The Partition of India, 70 Years On

Deputy Features Editor, Amber Choudhary describes her Grandparents experience of the partition of India.

The year was 1947. My grandparents lived in a village in Amritsar, a city in the North-Western part of India. The partition of India into two separate states was agreed upon by Britain as a way to solve the mounting tension among its inhabitants. Pakistan was to become a Muslim-majority country, and India was to have a dominant Hindu population.When the partition was announced, people didn’t leave immediately. It was only until the violence started that migration began. My grandmother often spoke about her life growing up on a farm in India in the 1930s and how sad she was to have left. Delving into my family history, I got a glimpse into how chaotic, difficult and dangerous that year was for them.

Riots broke out throughout the city; local towns and villages were being set alight. Violence between Muslims, Sikhs and Hindus reached a new high as Muslims headed west and Hindus and Sikhs headed east. A group of Sikhs in a nearby town were running rampant killing sprees: burning down villages and people alike. Punjab was mainly occupied by Hindus and Sikhs; it was a dangerous place to be Muslim. My grandfather’s brother was in the army and warned him about the massacres; he rallied friends and family together and set off west to Lahore. Located in the state of Punjab, Amritsar is close to the border of Pakistan. The Ravi River, originating in the Himalayas, cuts through the west of Punjab, separating Lahore and Amritsar. My grandfather built rafts to transfer goods across the water, and helped so many people cross that river, his skin and body became red and wrinkled in the process. Travelling by foot, only essential items were carried on the journey. Many resorted to burying their gold and valuables, but belongings were later stolen when their whereabouts were uncovered.

My grandfather built rafts to transfer goods across the water, and helped so many people cross that river, his skin and body became red and wrinkled in the process.

Three religious groups divided the province of Punjab: the Muslims, the Hindus and the Sikhs. Each group was separated by language, culture and faith. Tension and animosity existed long before British colonisation. As one of India’s biggest provinces, it became a hotbed for conflict that year.
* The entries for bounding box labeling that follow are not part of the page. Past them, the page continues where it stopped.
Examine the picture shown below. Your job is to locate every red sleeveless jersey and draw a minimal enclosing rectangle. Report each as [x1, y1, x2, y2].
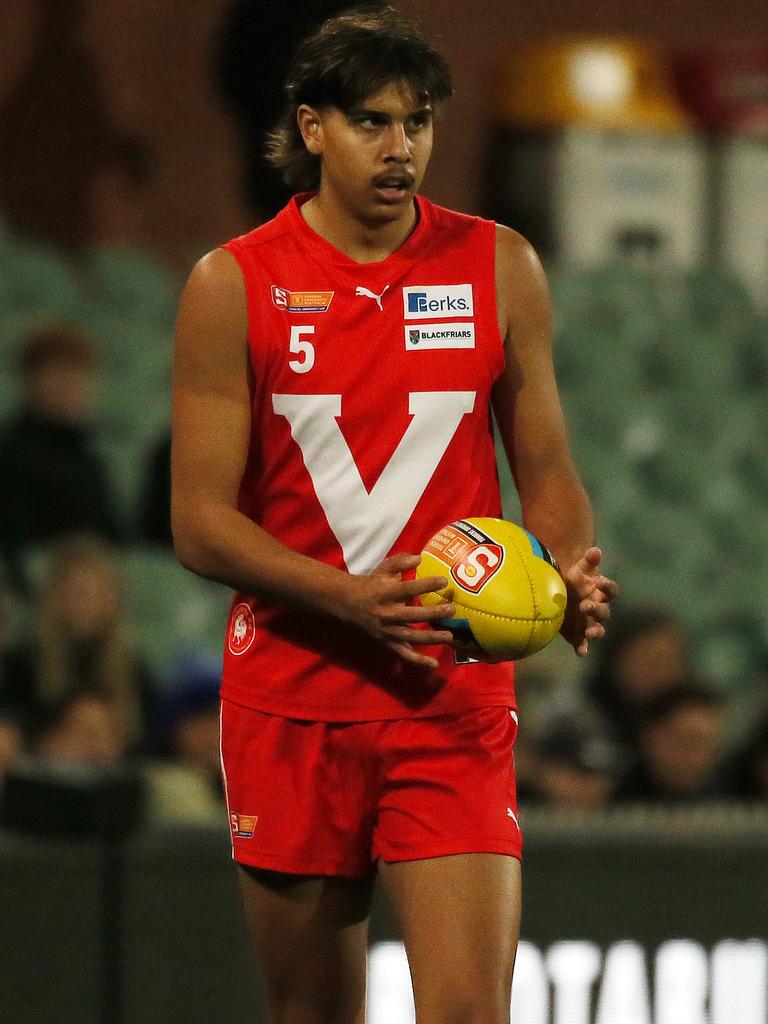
[222, 196, 514, 721]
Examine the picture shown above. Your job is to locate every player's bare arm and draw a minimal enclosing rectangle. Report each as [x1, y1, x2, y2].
[493, 225, 617, 654]
[171, 250, 453, 668]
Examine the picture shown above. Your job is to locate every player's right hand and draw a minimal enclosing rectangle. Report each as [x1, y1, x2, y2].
[333, 554, 456, 669]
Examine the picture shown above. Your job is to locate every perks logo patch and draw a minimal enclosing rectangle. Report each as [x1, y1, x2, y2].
[402, 285, 475, 319]
[227, 602, 256, 654]
[229, 814, 259, 839]
[272, 285, 335, 313]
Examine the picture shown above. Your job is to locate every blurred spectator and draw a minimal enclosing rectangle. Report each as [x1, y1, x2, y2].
[0, 582, 24, 787]
[0, 0, 148, 250]
[0, 324, 120, 593]
[5, 538, 155, 750]
[30, 692, 127, 767]
[586, 608, 690, 748]
[726, 692, 768, 804]
[519, 719, 615, 810]
[214, 0, 376, 221]
[2, 691, 144, 841]
[146, 656, 225, 823]
[139, 433, 173, 548]
[614, 680, 725, 803]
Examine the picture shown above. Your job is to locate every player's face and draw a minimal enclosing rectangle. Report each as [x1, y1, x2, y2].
[305, 84, 432, 222]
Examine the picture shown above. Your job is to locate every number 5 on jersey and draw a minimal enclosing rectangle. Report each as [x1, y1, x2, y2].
[288, 324, 314, 374]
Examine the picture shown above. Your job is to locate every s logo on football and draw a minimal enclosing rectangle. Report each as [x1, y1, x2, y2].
[227, 602, 256, 654]
[451, 544, 504, 594]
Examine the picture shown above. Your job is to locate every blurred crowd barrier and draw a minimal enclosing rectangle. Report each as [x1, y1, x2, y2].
[0, 808, 768, 1024]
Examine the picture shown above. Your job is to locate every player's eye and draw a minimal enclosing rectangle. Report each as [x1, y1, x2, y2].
[354, 114, 386, 131]
[408, 111, 432, 131]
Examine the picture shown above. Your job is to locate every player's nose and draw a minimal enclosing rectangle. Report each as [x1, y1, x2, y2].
[384, 121, 411, 162]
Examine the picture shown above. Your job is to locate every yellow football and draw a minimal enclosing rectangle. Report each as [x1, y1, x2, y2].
[416, 517, 566, 662]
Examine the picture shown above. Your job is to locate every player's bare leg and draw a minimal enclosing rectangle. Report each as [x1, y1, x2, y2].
[238, 865, 373, 1024]
[379, 853, 520, 1024]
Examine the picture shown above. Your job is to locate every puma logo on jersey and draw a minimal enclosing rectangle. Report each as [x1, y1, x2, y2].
[354, 285, 389, 312]
[272, 391, 476, 574]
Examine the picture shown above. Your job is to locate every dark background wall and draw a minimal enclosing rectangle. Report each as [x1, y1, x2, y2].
[0, 0, 765, 265]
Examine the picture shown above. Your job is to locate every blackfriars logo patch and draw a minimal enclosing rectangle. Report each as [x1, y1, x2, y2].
[406, 323, 475, 351]
[227, 602, 256, 654]
[272, 285, 335, 313]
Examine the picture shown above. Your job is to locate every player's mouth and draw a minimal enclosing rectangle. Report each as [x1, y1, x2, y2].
[374, 171, 414, 203]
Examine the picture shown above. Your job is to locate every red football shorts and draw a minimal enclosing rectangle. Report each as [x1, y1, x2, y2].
[221, 700, 521, 878]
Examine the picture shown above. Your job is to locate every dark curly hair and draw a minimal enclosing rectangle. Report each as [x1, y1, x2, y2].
[266, 6, 454, 190]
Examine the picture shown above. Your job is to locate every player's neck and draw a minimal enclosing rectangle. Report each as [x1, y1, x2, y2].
[301, 190, 418, 263]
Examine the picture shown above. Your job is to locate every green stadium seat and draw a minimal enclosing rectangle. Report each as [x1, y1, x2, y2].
[125, 548, 231, 678]
[683, 264, 756, 345]
[88, 248, 180, 328]
[0, 240, 84, 317]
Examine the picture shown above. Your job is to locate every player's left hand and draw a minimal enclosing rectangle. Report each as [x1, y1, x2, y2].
[560, 548, 618, 657]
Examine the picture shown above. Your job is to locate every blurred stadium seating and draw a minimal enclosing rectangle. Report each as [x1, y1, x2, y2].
[0, 220, 768, 685]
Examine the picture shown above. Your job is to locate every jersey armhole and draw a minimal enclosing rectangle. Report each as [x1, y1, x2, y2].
[219, 239, 260, 373]
[482, 220, 507, 360]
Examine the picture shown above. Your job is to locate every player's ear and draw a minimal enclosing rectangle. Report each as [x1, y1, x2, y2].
[296, 103, 323, 157]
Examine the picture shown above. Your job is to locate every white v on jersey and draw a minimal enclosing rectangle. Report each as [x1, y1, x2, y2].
[217, 197, 514, 721]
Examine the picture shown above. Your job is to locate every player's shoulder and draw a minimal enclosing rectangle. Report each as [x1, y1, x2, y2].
[221, 210, 291, 251]
[494, 222, 541, 268]
[419, 196, 493, 236]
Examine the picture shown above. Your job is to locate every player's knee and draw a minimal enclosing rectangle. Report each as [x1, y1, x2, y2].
[416, 992, 510, 1024]
[268, 996, 366, 1024]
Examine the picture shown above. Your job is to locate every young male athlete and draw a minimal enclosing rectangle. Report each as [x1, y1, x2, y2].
[173, 8, 615, 1024]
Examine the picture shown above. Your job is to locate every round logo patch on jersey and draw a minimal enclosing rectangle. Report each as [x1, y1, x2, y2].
[227, 603, 256, 654]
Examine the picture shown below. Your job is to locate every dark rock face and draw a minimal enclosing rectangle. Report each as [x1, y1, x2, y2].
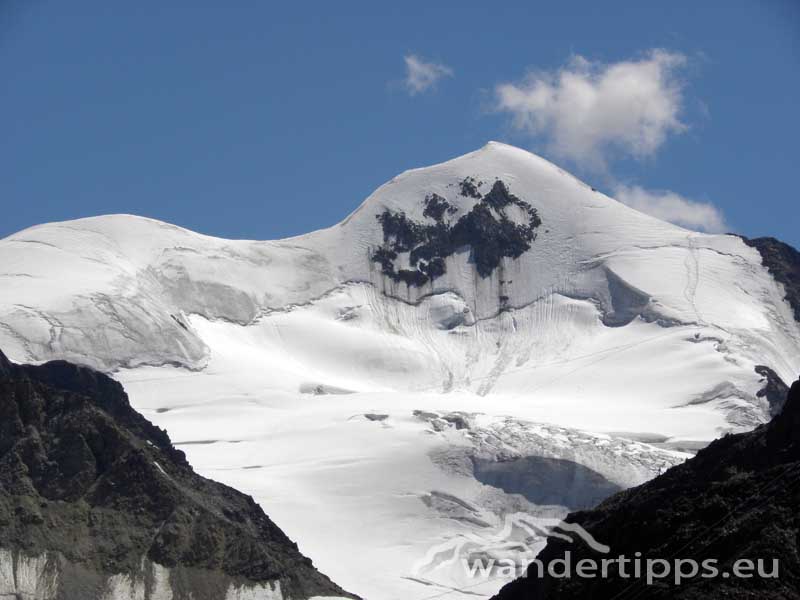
[742, 237, 800, 323]
[472, 456, 622, 510]
[372, 177, 542, 287]
[495, 381, 800, 600]
[0, 353, 354, 600]
[756, 365, 789, 417]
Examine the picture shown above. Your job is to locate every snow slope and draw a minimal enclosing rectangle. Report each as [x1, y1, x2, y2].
[0, 143, 800, 600]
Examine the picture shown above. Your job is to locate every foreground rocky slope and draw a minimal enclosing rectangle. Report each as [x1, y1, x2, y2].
[495, 381, 800, 600]
[0, 143, 800, 600]
[0, 353, 344, 600]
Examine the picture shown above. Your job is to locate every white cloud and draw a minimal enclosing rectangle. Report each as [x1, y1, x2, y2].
[614, 185, 730, 233]
[403, 54, 453, 96]
[495, 50, 686, 170]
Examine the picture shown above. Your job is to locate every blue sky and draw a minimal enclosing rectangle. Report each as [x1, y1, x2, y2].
[0, 0, 800, 246]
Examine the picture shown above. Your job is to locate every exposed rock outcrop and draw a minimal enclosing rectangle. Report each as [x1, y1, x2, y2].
[495, 381, 800, 600]
[742, 237, 800, 323]
[0, 353, 352, 600]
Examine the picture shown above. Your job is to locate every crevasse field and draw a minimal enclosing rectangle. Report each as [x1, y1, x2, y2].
[0, 143, 800, 600]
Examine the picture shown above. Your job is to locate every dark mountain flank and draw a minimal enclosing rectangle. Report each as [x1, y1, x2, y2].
[742, 237, 800, 323]
[0, 353, 347, 600]
[495, 381, 800, 600]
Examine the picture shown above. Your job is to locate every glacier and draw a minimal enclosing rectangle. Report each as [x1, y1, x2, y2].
[0, 142, 800, 600]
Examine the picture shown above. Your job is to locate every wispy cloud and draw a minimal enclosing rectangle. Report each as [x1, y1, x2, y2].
[614, 185, 730, 233]
[403, 54, 453, 96]
[495, 50, 686, 171]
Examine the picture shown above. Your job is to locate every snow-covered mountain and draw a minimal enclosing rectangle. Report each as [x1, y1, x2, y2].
[0, 143, 800, 600]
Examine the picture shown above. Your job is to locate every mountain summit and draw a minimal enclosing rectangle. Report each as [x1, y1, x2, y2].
[0, 143, 800, 597]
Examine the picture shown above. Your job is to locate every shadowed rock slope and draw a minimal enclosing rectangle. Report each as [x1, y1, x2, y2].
[495, 381, 800, 600]
[742, 237, 800, 323]
[0, 353, 354, 600]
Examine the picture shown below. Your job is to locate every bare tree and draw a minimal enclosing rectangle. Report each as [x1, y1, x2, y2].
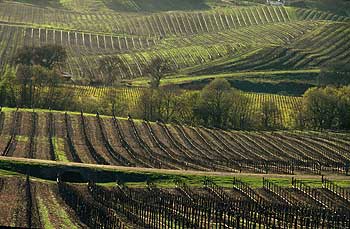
[99, 56, 128, 84]
[145, 57, 175, 88]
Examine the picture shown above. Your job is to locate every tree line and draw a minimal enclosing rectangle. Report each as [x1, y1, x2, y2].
[0, 45, 350, 130]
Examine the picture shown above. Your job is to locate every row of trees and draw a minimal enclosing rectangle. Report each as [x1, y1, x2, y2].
[0, 45, 350, 130]
[131, 79, 280, 129]
[297, 86, 350, 130]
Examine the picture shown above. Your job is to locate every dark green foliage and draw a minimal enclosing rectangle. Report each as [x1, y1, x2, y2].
[145, 57, 174, 88]
[298, 86, 350, 129]
[319, 63, 350, 86]
[13, 45, 67, 69]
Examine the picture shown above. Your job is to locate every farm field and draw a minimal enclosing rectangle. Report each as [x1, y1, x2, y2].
[0, 0, 350, 229]
[0, 0, 350, 84]
[0, 110, 350, 174]
[0, 176, 350, 228]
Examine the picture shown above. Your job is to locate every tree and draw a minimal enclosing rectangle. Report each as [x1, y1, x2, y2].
[228, 93, 252, 130]
[135, 88, 161, 121]
[318, 62, 350, 86]
[145, 57, 174, 88]
[337, 86, 350, 130]
[261, 100, 280, 129]
[15, 64, 33, 106]
[0, 66, 16, 107]
[194, 79, 234, 128]
[13, 45, 67, 69]
[99, 56, 128, 84]
[302, 87, 338, 129]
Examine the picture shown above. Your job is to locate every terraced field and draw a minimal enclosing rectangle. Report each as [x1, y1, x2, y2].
[0, 174, 350, 228]
[0, 1, 350, 84]
[0, 111, 350, 174]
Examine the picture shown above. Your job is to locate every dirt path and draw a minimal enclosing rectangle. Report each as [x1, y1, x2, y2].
[0, 156, 350, 181]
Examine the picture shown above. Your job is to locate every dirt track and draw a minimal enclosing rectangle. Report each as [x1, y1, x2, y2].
[0, 156, 350, 181]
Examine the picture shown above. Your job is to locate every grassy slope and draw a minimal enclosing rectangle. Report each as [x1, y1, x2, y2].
[131, 69, 320, 86]
[0, 157, 350, 188]
[10, 0, 224, 12]
[291, 0, 350, 16]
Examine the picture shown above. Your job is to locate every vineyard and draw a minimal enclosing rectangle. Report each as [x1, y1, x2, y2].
[0, 111, 350, 174]
[0, 174, 350, 228]
[0, 0, 350, 84]
[65, 86, 301, 128]
[0, 0, 350, 229]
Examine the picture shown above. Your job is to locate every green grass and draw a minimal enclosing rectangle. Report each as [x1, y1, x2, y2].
[131, 69, 320, 86]
[16, 135, 29, 142]
[52, 137, 69, 162]
[36, 195, 55, 229]
[0, 158, 350, 188]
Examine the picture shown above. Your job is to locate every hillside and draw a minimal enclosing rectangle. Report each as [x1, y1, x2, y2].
[0, 111, 350, 174]
[0, 0, 350, 84]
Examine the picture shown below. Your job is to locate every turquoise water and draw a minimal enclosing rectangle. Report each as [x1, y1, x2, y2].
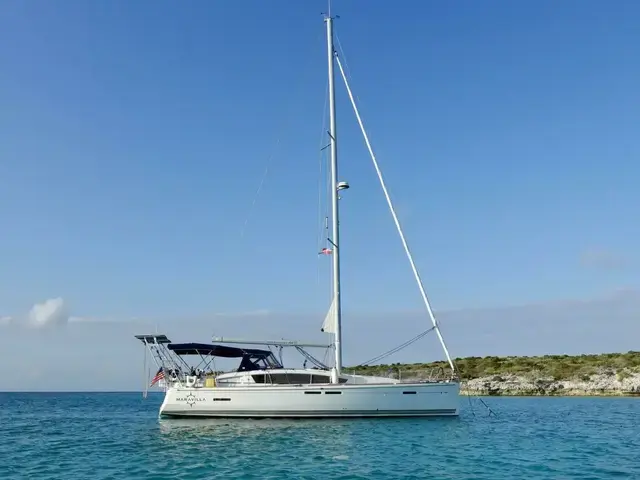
[0, 393, 640, 480]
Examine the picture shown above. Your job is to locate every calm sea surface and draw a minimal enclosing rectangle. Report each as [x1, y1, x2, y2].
[0, 393, 640, 480]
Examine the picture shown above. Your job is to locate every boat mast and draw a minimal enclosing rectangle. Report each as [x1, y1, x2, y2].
[324, 11, 342, 382]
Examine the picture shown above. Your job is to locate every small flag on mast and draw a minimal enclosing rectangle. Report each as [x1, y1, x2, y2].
[149, 367, 164, 387]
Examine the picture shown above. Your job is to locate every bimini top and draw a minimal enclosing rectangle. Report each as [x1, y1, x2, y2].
[167, 343, 272, 358]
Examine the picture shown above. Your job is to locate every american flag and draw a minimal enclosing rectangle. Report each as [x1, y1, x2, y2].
[149, 367, 164, 387]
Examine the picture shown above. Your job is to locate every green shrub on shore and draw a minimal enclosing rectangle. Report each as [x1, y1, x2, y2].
[345, 351, 640, 381]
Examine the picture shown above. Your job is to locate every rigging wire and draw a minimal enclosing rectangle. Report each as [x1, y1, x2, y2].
[240, 33, 322, 238]
[358, 327, 436, 367]
[316, 79, 329, 285]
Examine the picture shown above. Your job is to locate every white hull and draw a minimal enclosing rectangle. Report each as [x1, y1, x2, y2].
[160, 382, 460, 418]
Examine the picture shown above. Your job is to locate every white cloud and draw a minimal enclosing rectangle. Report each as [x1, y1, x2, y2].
[29, 297, 69, 328]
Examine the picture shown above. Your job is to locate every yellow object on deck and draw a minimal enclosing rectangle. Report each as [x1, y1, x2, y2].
[204, 377, 216, 387]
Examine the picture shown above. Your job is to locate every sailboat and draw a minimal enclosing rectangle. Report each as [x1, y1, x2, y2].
[136, 14, 460, 418]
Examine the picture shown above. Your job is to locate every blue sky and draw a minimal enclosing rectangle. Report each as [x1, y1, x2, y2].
[0, 0, 640, 390]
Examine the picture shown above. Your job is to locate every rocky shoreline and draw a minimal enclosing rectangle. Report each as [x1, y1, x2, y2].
[460, 371, 640, 397]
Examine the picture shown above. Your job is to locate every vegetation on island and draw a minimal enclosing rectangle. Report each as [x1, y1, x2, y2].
[345, 351, 640, 381]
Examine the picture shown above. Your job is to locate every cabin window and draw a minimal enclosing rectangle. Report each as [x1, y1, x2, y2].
[251, 373, 347, 385]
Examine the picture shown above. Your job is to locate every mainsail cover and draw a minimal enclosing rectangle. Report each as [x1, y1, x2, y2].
[320, 298, 336, 333]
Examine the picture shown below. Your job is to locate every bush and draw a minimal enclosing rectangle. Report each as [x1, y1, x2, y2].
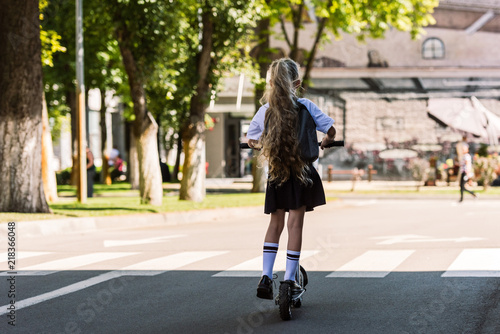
[56, 167, 71, 185]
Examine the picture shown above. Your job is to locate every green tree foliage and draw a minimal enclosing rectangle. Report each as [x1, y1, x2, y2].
[254, 0, 438, 86]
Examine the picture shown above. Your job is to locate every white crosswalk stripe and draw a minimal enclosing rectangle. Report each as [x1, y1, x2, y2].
[441, 248, 500, 277]
[0, 248, 500, 278]
[326, 250, 415, 278]
[118, 251, 227, 276]
[0, 252, 51, 270]
[0, 252, 137, 276]
[212, 250, 319, 277]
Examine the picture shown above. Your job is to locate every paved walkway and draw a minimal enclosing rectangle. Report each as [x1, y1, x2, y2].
[0, 179, 500, 236]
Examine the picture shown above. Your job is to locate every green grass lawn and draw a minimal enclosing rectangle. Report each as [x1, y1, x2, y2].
[0, 183, 500, 222]
[0, 184, 264, 222]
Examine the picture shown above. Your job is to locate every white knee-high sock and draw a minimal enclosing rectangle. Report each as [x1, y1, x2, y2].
[285, 250, 300, 281]
[262, 242, 278, 279]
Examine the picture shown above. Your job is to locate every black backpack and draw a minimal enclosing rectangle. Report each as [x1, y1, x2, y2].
[297, 101, 319, 162]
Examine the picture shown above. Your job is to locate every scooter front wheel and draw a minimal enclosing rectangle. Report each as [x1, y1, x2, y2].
[278, 282, 292, 320]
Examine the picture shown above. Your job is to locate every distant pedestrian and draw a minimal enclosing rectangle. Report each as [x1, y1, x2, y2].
[247, 58, 336, 299]
[459, 145, 477, 202]
[87, 147, 95, 197]
[456, 135, 469, 163]
[108, 145, 120, 167]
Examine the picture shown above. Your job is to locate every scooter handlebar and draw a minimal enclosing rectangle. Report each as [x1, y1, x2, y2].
[240, 140, 344, 148]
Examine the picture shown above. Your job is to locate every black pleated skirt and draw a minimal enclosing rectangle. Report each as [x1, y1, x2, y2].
[264, 165, 326, 214]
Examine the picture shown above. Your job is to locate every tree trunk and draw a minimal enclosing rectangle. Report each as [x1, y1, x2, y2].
[179, 7, 214, 202]
[173, 131, 182, 181]
[127, 131, 139, 190]
[42, 93, 58, 202]
[117, 39, 163, 205]
[179, 121, 206, 202]
[0, 0, 50, 213]
[100, 89, 111, 186]
[66, 90, 79, 186]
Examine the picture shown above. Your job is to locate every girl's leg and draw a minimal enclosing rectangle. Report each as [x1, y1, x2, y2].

My mother’s parents were from the district of Hoshiapur, in the Northeast part of Punjab. Their trek west was much longer, and incredibly violent on both ends. There was a lot of walking, jumping on passing trucks, hopping on and off trains that were crowded with bodies eager to escape. My grandma had a severe toothache that required urgent medical attention. She was treated by a kind Hindu doctor they met along the way. At one point, my granddad became separated from his family and was almost killed when he was attacked by a group of Sikh men.

About two million people were killed across the country. Over twelve million people had migrated east and west and gained refugee status. Militarised gangs found ways to inflict violence on people of the opposite faith – people who were once their neighbours, were now their enemy. This year marks 70 years since the partition that changed so many lives. For us, its just another terrible moment in history, but for others, it was their reality.